Business insiders and advisers also questioned what practical steps Russian businesses could take at this stage to protect their assets and investments.
“Things have moved incredibly fast over the last month. There isn’t much that people with wealth can do at this moment to protect themselves against a possible invasion — it is a bit too late for that,” said the investment banker. “Russian assets are not in high demand, the ruble is crashing and any liquid assets are already being transferred abroad.”
Outsiders with connections to the Russian elite also suggested the country’s richest are hurting at the sight of a looming, self-induced economic crisis, but unwilling to say so publicly.
“I used to know well several CEOs of these companies,” former U.S. Ambassador to Russia Michael McFaul wrote on Twitter on Tuesday, in response to the stock market slide. “I am pretty sure I can predict their private views of these senseless war preparations, let alone war. Their views expressed in public, of course, will be different.”

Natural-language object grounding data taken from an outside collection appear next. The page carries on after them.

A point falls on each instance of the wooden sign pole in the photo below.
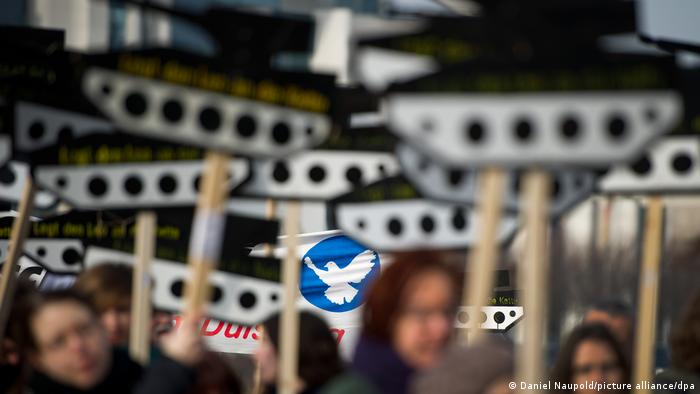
(648, 293)
(20, 230)
(482, 259)
(141, 311)
(532, 275)
(289, 331)
(207, 231)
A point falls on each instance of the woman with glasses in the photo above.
(408, 318)
(69, 352)
(591, 360)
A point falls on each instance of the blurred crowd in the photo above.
(75, 341)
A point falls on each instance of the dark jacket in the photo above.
(126, 376)
(379, 364)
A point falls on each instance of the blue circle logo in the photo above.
(335, 273)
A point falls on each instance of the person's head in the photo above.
(483, 368)
(591, 353)
(411, 306)
(319, 359)
(685, 338)
(616, 315)
(108, 286)
(64, 339)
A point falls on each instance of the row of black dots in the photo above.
(317, 173)
(427, 223)
(571, 127)
(172, 111)
(247, 299)
(499, 317)
(680, 163)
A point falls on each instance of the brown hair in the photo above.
(563, 370)
(106, 285)
(685, 338)
(386, 294)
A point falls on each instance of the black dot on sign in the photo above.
(281, 133)
(216, 294)
(459, 219)
(167, 183)
(463, 317)
(454, 177)
(570, 128)
(395, 227)
(71, 256)
(248, 300)
(499, 317)
(650, 114)
(97, 186)
(523, 130)
(61, 182)
(642, 166)
(317, 174)
(280, 172)
(7, 175)
(475, 132)
(135, 104)
(133, 185)
(177, 288)
(246, 126)
(617, 127)
(172, 111)
(36, 130)
(354, 175)
(681, 163)
(210, 119)
(556, 188)
(427, 223)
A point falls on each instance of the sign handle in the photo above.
(141, 311)
(648, 293)
(482, 259)
(207, 230)
(20, 230)
(289, 331)
(533, 273)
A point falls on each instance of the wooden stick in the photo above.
(141, 311)
(532, 276)
(289, 332)
(648, 292)
(207, 231)
(20, 230)
(482, 259)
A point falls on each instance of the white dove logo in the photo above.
(340, 291)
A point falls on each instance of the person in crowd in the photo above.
(591, 353)
(617, 316)
(108, 286)
(684, 341)
(483, 368)
(69, 351)
(408, 319)
(320, 368)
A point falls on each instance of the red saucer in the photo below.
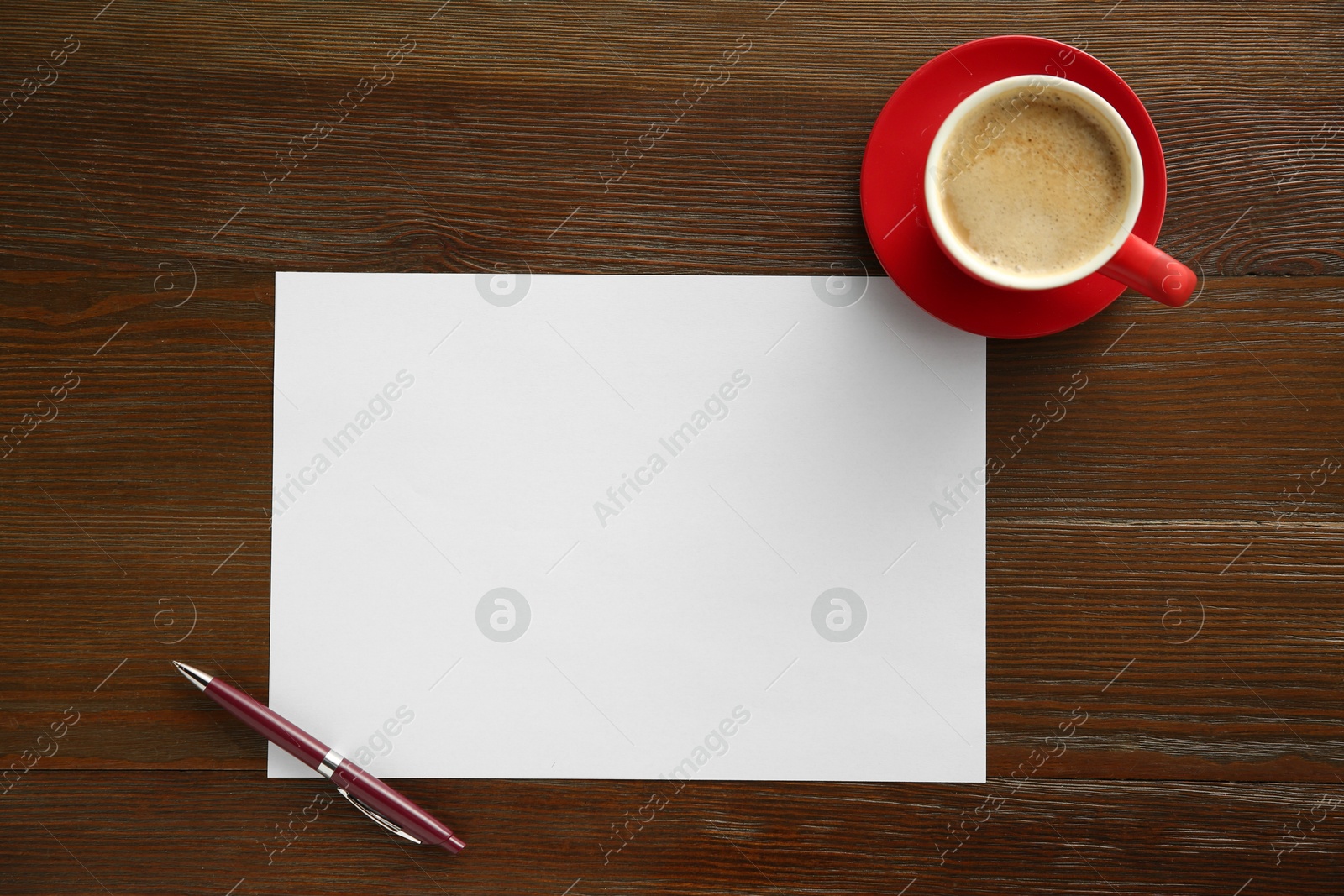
(891, 187)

The U.S. has proposed a draft sanctions package to be introduced if Russia takes aggressive military action against Ukraine. It would require President Joe Biden to sanction at least three of Russia’s leading banks by cutting them off from the global financial system, possibly block U.S. dollar transactions and give him the power to sanction basically any leading Russian business figure as desired.
Calm exterior
But there are islands of calm amid the market storm. Rostislav Ordovsky-Tanaevsky Blanco, one of the country’s largest restaurateurs, told The Moscow Times he expects the war talk to die down. “The West is starting to listen — there is hope that things will end in some balancing act.”
Russian corporates have, on the whole, taken the talk of a possible invasion cautiously, said Tom Blackwell, CEO of EM Communications, a corporate advisory firm that represents a host of Russia’s largest companies.
“There’s a huge difference in the mood between the people looking at Russia from the outside and the people here,” he said in an interview.
“There’s certainly been volatility in the stock market. But other than that, I’m not sure there are concrete examples of businesses hurting, having to do things or being overly impacted by this at the moment.”
Some Russian businesses have taken steps to prop up their plunging share prices amid the market rout.
State-owned Sberbank, Russia’s largest bank, will embark on a 50-billion ruble ($640 million) share buyback scheme — an announcement which offered only short-lived respite to the bank’s battered share price, down 21% since the start of the year. Discount retailer Fix Price also announced a smaller buyback program Monday, while privately owned energy giants Novatek and Lukoil have also upped existing share buyback programs in recent days.
“I’m sure there are a lot of companies feeling that they’re undervalued,” said Blackwell. “I wouldn’t be surprised if you see a development of the buyback trend in the short-term.”
Foreign investors and firms in the capital are also presenting a steady exterior.
“I wouldn’t define the mood as panic. It’s business as usual — because business has gotten accustomed to this situation over the years,” said one representative of a business association, who also requested anonymity citing the “politically sensitive situation.”
Businesses in Russia have been through several rounds of war and sanctions scares since 2014, when Moscow annexed Crimea and started backing separatist forces in eastern Ukraine. Foreign investment collapsed in the aftermath, and experts say it may never reach pre-Crimea levels again. That has had a hardening effect on the firms that remained — only those with the highest appetites for risk — which could be behind some of the public displays of calmness at the moment.